Where can I even start looking for the solution? $search_engine_of_choice returns nothing useful...

----------

## Ant P.

 *Quote:*   

> 
> 
> ```
> [    0.727207] ACPI: [Firmware Bug]: BIOS _OSI(Linux) query ignored
> ```
> ...

 

It's not usually a good idea, but you could try booting with acpi_osi=Linux and see if anything changes.

----------

## Hu

Usually, a stall right after the clocksource message is because the kernel pauses 60 seconds waiting for firmware files to be returned by user space.  If they are returned, it should continue almost instantly.  If a timeout is required, it will take about 60 seconds per missing firmware file.

----------

## theotherjoe

had a quick look at your kernel log.

since I dont have any experience with optimus hardware

this wiki page may help with the configuration:

https://wiki.gentoo.org/wiki/NVIDIA/Optimus

edit: 

https://wiki.gentoo.org/wiki/Nouveau

----------

## Vandr0iy

 *Ant P. wrote:*   

>  *Quote:*   
> 
> ```
> [    0.727207] ACPI: [Firmware Bug]: BIOS _OSI(Linux) query ignored
> ```
> ...

 

Something changed - now it says 

```
[    0.725226] ACPI: [Firmware Bug]: BIOS _OSI(Linux) query honored via cmdline
```

but for the rest everything stays the same   :Confused: 

 *Hu wrote:*   

>  *Quote:*   
> 
> Usually, a stall right after the clocksource message is because the kernel pauses 60 seconds waiting for firmware files to be returned by user space. If they are returned, it should continue almost instantly.
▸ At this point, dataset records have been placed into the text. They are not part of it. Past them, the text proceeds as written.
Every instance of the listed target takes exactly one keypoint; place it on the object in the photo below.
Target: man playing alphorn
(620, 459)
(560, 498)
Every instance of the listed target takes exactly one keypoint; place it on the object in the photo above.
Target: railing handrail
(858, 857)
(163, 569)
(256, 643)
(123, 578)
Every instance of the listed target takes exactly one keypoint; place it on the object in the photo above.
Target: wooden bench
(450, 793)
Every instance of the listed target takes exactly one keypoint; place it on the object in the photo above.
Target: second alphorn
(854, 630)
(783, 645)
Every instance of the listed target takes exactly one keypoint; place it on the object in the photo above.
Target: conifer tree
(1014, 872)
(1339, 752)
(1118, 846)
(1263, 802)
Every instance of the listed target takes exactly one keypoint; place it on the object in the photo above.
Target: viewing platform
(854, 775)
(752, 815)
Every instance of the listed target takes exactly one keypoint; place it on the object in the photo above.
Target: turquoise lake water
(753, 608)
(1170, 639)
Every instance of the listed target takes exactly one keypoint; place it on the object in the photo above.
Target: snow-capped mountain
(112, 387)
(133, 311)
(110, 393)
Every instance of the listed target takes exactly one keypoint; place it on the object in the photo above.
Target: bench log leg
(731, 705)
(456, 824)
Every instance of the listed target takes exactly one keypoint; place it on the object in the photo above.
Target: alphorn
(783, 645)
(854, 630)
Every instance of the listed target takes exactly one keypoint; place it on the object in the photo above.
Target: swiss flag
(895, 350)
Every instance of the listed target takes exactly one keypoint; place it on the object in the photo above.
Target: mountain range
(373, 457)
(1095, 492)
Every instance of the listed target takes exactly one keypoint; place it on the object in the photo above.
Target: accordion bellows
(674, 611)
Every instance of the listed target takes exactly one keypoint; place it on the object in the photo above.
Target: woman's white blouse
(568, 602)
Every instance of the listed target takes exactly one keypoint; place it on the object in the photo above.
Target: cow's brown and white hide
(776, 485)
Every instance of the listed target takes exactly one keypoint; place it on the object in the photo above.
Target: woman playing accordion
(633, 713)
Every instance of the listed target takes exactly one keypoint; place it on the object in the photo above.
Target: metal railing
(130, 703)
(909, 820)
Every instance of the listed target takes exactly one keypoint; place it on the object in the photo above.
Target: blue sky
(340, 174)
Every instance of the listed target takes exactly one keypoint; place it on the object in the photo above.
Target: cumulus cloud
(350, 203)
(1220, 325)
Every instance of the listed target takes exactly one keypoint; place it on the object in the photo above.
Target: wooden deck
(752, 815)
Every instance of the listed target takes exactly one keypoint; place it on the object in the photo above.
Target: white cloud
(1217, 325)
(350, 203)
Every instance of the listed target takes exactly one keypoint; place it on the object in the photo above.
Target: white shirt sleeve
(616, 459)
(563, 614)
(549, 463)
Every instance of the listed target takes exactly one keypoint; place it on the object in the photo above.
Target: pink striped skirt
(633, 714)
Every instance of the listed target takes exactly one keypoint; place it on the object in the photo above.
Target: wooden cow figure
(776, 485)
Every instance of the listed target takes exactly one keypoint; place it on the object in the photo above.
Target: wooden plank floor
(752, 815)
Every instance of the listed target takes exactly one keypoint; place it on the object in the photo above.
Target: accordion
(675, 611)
If a timeout is required, it will take about 60 seconds per missing firmware file. 

 

My linux-firmware package is at its most recent version, and, according to my make.conf (http://sprunge.us/eNAX) my VIDEO_CARDS has nouveau among the settings, so on that side it should be OK. Here is what eix -e says about it:

```
# eix -e linux-firmware

[I] sys-kernel/linux-firmware

     Available versions:  20160331 20161205 (~)20170113 20170314 (~)20170519 **99999999 {savedconfig}

     Installed versions:  20170519(23:02:01 21/06/17)(-savedconfig)

     Homepage:            https://git.kernel.org/?p=linux/kernel/git/firmware/linux-firmware.git

     Description:         Linux firmware files

```

----------

## Josef.95

 *Vandr0iy Kernel .config wrote:*   

> 
> 
> ```
> CONFIG_DRM_NOUVEAU=y
> ```
> ...

  Try it (for better firmware loading) with a module (not build-in).

----------

## Vandr0iy

 *Josef.95 wrote:*   

>  *Vandr0iy Kernel .config wrote:*   
> 
> ```
> CONFIG_DRM_NOUVEAU=y
> ```
> ...

 

tried that, same as before. 

How am I supposed to proceed when I encounter this kind of issues?

----------

## Vandr0iy

Bumpity

anybody?

----------

## NeddySeagoon

Vandr0iy,

nouveau normally needs firmware, which you are not providing. 

```
CONFIG_EXTRA_FIRMWARE=""
```

should not be blank.

Firmware not loading usually has a timeout and a message in dmesg.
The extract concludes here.